# [Simple] Testing Server Performance



## BK_ (May 17, 2013)

So you just got the setup email for the impulsive purchase you just couldn't resist. What next?

____________________________________________________________________________________________

One of the *simplest* ways to test *network* and* I/O* speeds is with the _FreeVPS.us _benchmark script!


wget freevps.us/downloads/bench.sh -O - -o /dev/null|bash

For an extremely *comprehensive* benchmark, try *ServerBear.com* and their all-in-one performance test.

____________________________________________________________________________________________

Just want to know how fast those disks are spinning (or how fast the SSDs are, err, working)? Test the *I/O* with this!

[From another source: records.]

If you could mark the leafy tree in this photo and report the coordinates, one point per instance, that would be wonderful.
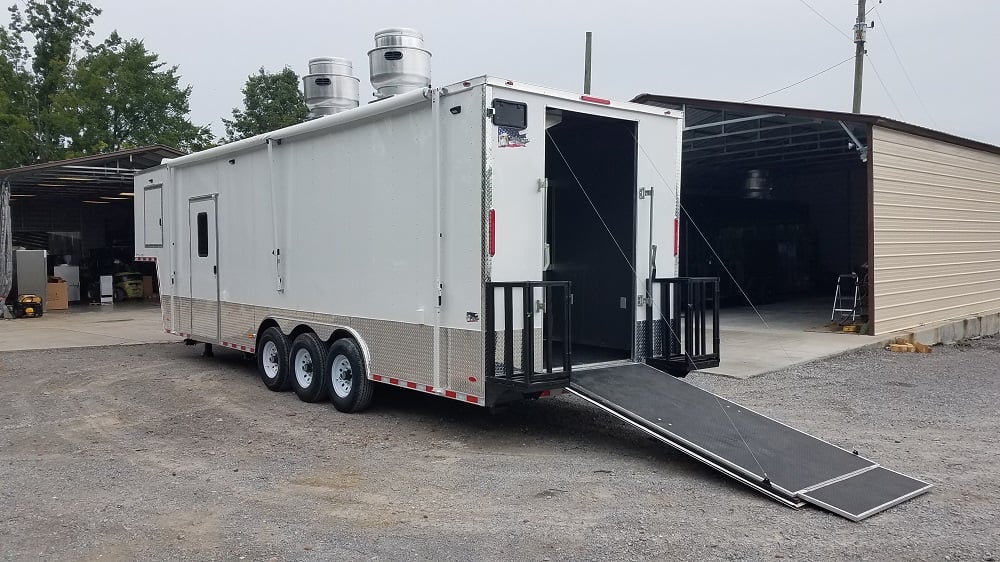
(17, 133)
(271, 101)
(66, 97)
(120, 95)
(58, 28)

dd if=/dev/zero of=test bs=64k count=16k conv=fdatasync; rm test

Let's check the disk *I/O latency* while we're at it...



wget https://ioping.googlecode.com/files/ioping-0.6.tar.gz
tar -xzvf ioping-0.6.tar.gz
cd ioping-0.6/
make ioping



```
./ioping . -c 10
```

...and the *I/O seek rate*...



```
./ioping -RD .
```
...and the *sequential I/O* speed...



ioping -RL .

...and the *cached I/O* speed!

```
?ioping -RC .
```

Want to simply know what the *network* speeds are like? Try downloading a test file from another server!


wget cachefly.cachefly.net/100mb.test
How about the *processor* that's being used?


cat /proc/cpuinfo
Make sure you've got every single KB of *disk space* your provider promised by using the command...


df

...or you could check the *disk space* in GB's if you'd prefer! _(Note: Space reserved by the OS may not be listed!)_


df -h
____________________________________________________________________________________________

This is not the place to post your benchmarks - go take a look at the _*reviews *_section of the forum and share your results there!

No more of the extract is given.